Objective: Because published criteria for bronchodilator responsiveness are based on population variability and compare only the single best measures before and after intervention, we hypothesized that the variability of the FEV1 and FEV3 of each patient would better determine that patient's responsiveness.
Design and interventions: Five 3-s forced expiratory maneuvers were used for each of 3 sequential portions of the study: baseline, after nebulized saline solution, and after nebulized albuterol.
Setting: Clinical pulmonary function laboratory in a county/university teaching hospital.
Patients: Fifty consecutive adult patients with obstruction referred for routine testing and thought to be able to complete the study. (The primary diagnoses were found to be equally divided between asthma, bronchitis, and emphysema; equal numbers had very severe, severe, moderate, mild, or minimal obstruction.)

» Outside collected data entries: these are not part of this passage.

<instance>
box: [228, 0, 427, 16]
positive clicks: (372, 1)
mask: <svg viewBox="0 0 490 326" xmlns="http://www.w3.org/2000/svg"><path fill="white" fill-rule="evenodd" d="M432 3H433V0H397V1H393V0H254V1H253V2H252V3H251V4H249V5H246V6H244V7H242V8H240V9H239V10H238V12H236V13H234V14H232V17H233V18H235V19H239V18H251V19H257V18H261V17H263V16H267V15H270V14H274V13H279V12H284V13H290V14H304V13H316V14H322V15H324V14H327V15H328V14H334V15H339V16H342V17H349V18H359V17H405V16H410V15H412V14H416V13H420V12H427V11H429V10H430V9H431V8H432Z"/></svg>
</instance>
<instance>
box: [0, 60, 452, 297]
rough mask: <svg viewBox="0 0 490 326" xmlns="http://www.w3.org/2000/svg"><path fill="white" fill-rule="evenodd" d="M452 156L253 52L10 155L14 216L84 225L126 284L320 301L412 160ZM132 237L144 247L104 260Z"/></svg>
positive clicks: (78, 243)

Measurements and results: The primary finding was that 36 patients were found to be responders (consistent and statistically significant FEV1 and FEV3 improvement after albuterol). The 14 identified as nonresponders would have been so categorized by all other published criteria. For assessing responsiveness, we found FEV3 measures preferable to vital capacity measures, because the latter depends on the duration of the maneuver.
Conclusions: The percentage of responders identified is higher than recognized by any other published criteria. Most criteria would not have identified the responders with very severe or minimal airways obstruction.